(This article has previously been published in The Global Times, an Amity publication, and is being reproduced here with the consent of the author.)
You walk into an art gallery. It is a Friday night, and you’re hoping to pick up some nice pieces to display at your house party over the weekend. There is a new exhibition on, and hoping to look cultured and sophisticated, you walk in. Suddenly, a man runs in and flicks the light off, on, and off again, every five seconds.
Welcome to the new art world.
Buying art can be a scary task, especially if you don’t know what you’re looking for. These six steps should get you a decent art piece, without leaving you too bewildered.

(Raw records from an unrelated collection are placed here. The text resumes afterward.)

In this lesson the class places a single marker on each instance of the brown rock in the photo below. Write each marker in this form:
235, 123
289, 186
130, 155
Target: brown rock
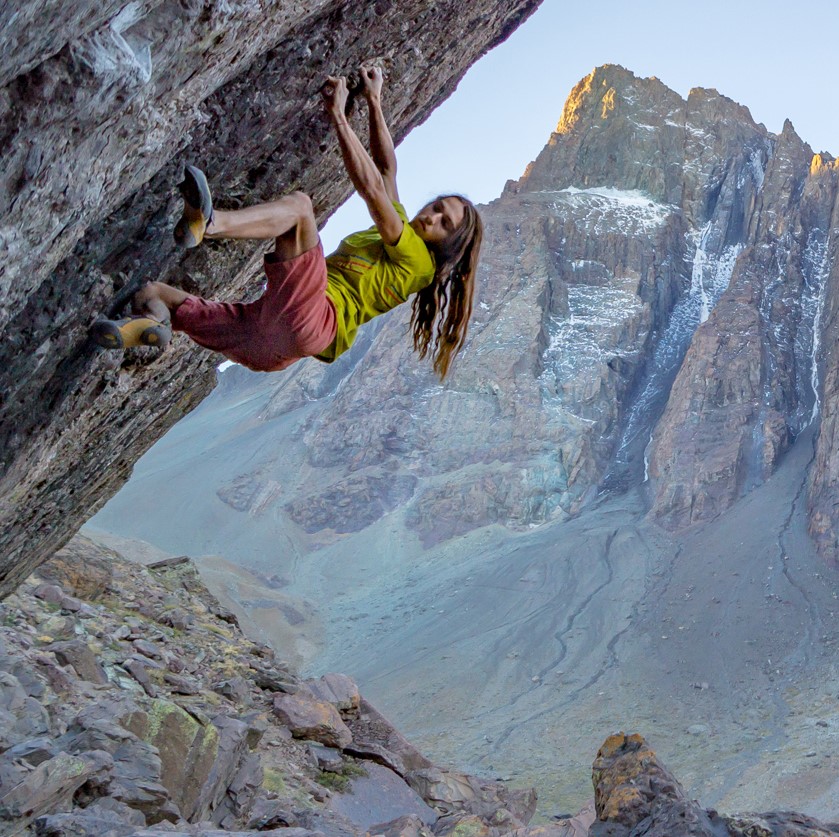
337, 689
312, 719
251, 80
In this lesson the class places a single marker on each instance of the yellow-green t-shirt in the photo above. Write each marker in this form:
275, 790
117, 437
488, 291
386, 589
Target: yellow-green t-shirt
366, 277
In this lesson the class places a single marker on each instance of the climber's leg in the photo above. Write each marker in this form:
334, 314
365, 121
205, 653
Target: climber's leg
289, 220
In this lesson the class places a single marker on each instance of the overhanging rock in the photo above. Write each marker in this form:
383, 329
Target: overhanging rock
101, 106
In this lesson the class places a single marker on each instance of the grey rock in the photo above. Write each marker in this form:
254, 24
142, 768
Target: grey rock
312, 719
327, 758
140, 673
50, 784
337, 689
78, 654
33, 752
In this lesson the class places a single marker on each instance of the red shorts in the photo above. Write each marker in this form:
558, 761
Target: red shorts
293, 319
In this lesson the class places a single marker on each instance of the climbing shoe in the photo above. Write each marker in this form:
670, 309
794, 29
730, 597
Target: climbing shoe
198, 208
133, 331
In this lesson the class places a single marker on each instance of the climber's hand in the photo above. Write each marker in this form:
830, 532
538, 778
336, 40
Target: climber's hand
372, 79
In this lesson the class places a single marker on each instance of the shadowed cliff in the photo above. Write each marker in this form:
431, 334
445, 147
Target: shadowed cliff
101, 106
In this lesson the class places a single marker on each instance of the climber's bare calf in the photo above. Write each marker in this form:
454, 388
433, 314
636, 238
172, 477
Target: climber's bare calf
290, 221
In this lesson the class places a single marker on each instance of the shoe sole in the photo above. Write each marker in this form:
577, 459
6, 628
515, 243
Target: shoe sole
126, 334
198, 208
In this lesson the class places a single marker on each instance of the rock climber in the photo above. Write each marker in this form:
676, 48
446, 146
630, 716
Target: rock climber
313, 305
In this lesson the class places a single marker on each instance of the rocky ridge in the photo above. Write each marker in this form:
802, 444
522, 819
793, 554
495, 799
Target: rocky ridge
101, 106
131, 705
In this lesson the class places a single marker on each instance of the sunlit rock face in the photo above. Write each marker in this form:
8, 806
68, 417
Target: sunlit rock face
101, 104
654, 294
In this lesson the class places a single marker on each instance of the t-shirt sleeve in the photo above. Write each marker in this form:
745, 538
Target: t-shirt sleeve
409, 255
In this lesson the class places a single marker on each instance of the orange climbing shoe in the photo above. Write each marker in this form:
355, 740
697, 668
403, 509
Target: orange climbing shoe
131, 332
198, 208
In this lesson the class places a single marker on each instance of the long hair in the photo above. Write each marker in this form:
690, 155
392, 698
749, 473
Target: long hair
440, 311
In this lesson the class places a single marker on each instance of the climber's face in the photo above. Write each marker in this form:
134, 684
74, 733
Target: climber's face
436, 221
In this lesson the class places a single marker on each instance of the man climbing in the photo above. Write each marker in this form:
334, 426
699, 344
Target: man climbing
313, 305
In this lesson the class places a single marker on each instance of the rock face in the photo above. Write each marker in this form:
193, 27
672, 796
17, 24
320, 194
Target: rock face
196, 727
655, 295
101, 105
635, 794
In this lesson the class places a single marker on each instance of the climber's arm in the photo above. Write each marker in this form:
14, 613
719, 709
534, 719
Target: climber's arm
381, 142
365, 176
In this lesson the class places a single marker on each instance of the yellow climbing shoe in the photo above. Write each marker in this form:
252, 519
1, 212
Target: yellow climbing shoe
131, 332
198, 208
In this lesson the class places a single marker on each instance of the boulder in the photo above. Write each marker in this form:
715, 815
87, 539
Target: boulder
312, 719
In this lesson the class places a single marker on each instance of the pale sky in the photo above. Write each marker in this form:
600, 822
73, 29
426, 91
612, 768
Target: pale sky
776, 57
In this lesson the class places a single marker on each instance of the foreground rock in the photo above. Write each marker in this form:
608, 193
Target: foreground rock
636, 796
144, 708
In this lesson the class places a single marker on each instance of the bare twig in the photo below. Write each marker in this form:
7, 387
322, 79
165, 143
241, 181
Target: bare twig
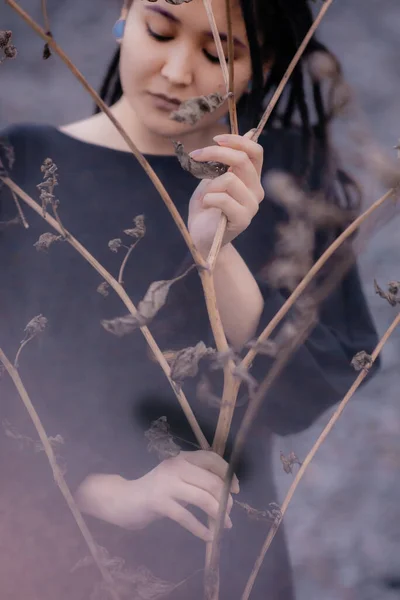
248, 359
271, 105
125, 299
142, 161
311, 454
57, 474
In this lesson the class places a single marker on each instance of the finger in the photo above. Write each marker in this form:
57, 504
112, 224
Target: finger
205, 480
254, 151
184, 517
237, 216
237, 159
207, 459
232, 185
200, 498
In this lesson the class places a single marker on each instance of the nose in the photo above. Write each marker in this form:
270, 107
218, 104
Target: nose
178, 66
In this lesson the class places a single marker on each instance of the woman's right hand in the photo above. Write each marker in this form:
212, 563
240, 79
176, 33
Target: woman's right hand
195, 478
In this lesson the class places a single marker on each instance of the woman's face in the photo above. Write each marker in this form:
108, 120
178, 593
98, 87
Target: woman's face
169, 49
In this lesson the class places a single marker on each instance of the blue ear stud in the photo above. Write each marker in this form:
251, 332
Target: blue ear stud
119, 29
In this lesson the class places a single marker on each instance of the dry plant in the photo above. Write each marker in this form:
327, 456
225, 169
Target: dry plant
295, 275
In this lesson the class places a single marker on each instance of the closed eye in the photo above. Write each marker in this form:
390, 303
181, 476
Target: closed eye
165, 38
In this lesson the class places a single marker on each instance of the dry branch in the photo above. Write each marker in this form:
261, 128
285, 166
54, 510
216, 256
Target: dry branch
125, 299
57, 474
312, 453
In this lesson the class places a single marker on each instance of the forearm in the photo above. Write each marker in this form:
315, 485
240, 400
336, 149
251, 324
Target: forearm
239, 298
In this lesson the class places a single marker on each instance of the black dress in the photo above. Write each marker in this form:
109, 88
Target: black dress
101, 392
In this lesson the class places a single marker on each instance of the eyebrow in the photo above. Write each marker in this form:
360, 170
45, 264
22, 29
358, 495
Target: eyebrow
174, 19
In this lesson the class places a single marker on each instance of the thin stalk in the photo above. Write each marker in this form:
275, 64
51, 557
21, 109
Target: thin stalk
142, 161
19, 209
271, 105
312, 453
57, 474
248, 359
125, 299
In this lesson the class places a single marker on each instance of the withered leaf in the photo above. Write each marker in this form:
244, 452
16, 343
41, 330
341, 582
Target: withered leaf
103, 289
35, 326
115, 244
391, 294
139, 230
202, 170
289, 461
192, 110
161, 440
186, 362
121, 326
361, 361
46, 240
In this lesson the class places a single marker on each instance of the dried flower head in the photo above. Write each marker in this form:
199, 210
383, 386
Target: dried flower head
103, 289
391, 295
161, 440
46, 240
115, 245
139, 230
35, 326
289, 461
186, 362
202, 170
192, 110
362, 361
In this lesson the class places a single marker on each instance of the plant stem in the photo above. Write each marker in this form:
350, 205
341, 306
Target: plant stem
57, 474
248, 359
125, 299
311, 454
142, 161
271, 105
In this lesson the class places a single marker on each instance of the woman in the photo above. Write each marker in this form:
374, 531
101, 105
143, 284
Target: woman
101, 393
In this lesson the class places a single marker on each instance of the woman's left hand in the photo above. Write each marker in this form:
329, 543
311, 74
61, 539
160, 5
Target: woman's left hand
237, 193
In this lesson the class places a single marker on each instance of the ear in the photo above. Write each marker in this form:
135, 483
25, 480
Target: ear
267, 66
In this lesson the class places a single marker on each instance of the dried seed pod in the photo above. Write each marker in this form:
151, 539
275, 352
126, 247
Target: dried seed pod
186, 362
389, 295
362, 361
289, 461
394, 287
121, 326
46, 240
265, 347
35, 326
115, 245
201, 170
161, 440
192, 110
103, 289
139, 230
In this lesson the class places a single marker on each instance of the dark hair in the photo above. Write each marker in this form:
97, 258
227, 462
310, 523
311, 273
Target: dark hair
284, 25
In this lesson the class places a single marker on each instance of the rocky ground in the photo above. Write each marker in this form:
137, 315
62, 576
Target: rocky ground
343, 526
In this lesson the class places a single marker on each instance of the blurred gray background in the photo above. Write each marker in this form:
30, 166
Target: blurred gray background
343, 525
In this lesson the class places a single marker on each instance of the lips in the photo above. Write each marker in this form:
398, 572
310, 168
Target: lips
173, 101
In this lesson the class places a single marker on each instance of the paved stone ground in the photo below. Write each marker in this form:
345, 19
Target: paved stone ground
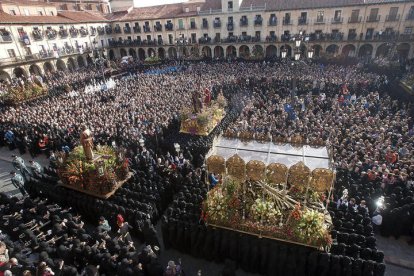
399, 256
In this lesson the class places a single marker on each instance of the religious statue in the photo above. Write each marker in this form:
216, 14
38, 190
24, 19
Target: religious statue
86, 140
207, 96
197, 102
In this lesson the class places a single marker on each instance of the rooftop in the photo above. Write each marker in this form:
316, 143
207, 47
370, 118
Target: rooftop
306, 4
158, 12
62, 17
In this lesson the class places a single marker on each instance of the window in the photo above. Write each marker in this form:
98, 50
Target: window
373, 14
355, 15
286, 19
28, 51
393, 11
230, 5
11, 53
319, 16
393, 15
369, 34
338, 14
180, 24
272, 20
304, 15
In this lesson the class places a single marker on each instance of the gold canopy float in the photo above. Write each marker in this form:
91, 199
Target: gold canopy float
275, 202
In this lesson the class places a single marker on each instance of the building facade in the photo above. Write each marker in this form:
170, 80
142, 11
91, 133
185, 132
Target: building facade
211, 28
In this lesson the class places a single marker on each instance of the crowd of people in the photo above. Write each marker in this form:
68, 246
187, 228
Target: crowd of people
351, 111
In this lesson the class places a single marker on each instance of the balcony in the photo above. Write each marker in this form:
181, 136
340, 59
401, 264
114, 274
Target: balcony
392, 18
258, 21
73, 32
352, 36
256, 39
244, 22
303, 21
67, 50
320, 21
355, 19
272, 21
51, 34
271, 38
101, 30
409, 17
373, 18
158, 28
204, 40
245, 38
286, 21
5, 38
117, 30
83, 32
169, 26
230, 27
108, 29
37, 35
137, 29
337, 20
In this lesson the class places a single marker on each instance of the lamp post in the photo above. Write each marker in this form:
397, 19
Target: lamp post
284, 52
297, 55
310, 53
141, 142
101, 62
177, 148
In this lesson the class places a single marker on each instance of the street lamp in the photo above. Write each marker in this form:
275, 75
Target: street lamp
284, 53
298, 41
177, 147
310, 53
141, 142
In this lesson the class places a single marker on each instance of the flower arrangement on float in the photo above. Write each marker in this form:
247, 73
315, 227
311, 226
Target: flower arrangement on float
99, 176
228, 206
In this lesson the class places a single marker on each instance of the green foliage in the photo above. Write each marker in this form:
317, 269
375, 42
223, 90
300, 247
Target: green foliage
152, 60
202, 120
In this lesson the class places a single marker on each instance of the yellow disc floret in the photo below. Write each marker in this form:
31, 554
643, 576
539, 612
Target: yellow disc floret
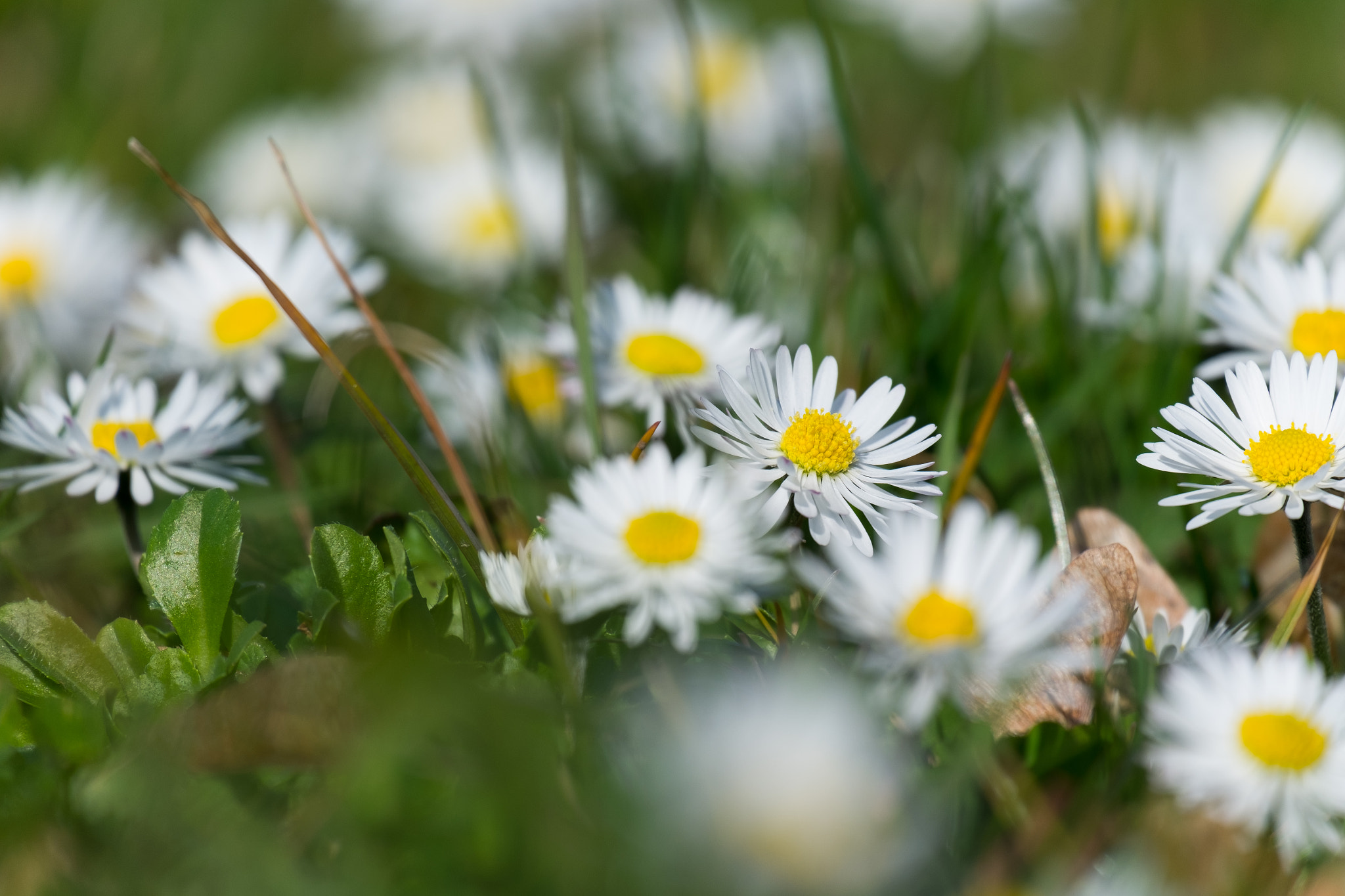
663, 536
1320, 332
663, 355
1283, 457
1282, 740
938, 621
104, 435
245, 319
820, 442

Figure what the zeitgeist is
Exactly how contemporary is contemporary art? Pinning it down is next to impossible, since it seems to change every day. If you want to play safe, Mondrian’s squares are always welcome. Instantly recognizable, these paintings stink of money and MS Paint. That big, white painting in the corner that has a single white circle in the centre and a crowd of admirers in front? Buy it.
Big is better
This one might seem obvious, but a larger piece will impress friends and intimidate enemies faster. In the case of Damien Hearst’s The Physical Impossibility of Death in the Mind of Someone Living – a 4.3m long tiger shark encased in formaldehyde, you can even keep aside an entire room for display purposes. Remember, nothing says ‘I’m richer than you’ than a giant tiger shark in your bedroom.
Be prepared to spend
Art is not cheap. In fact, to one-up your friends, you’ll need to dig deep into your pocket to impress. Tracey Emin’s ‘My Bed’ recently sold for 2.2 Million dollars. ‘My Bed’ is literally Emin’s bed, from another time in her life. In fact, a guard watching over the exhibit tried to tidy it up, suspecting it of having being vandalized. Guess somebody forgot to clean up.
It’s all in the name
Do your research. Do you want a Kandinsky or an Ono? Keep up with the latest big shots in the art world, and hire someone to find art pieces for you. Don’t enter a gallery or auction without doing your homework, or you could walk away deeply embarrassed. MF Hussain’s always a good choice. It doesn’t matter if you understand it, as long as people have heard about the artist.
Avoid art students
You’ve zeroed in on a couple of pieces, and are going to speak with the exhibition manager. You can feel eyes on you, eyes thickly coated in eyeliner and partially covered by oversized berets. They follow you through the crowd, silently judging, constantly trying to catch up with you so they can tell you just what they think of your choice. They are the art students.
Do not let them catch up with you.
‘Is that a Malcolm Hill piece?’
‘Um, yeah, it is.’
‘We thought so.’ Contemptuous sniggers. Re-evaluation of life choices. Flashbacks of playground bullies.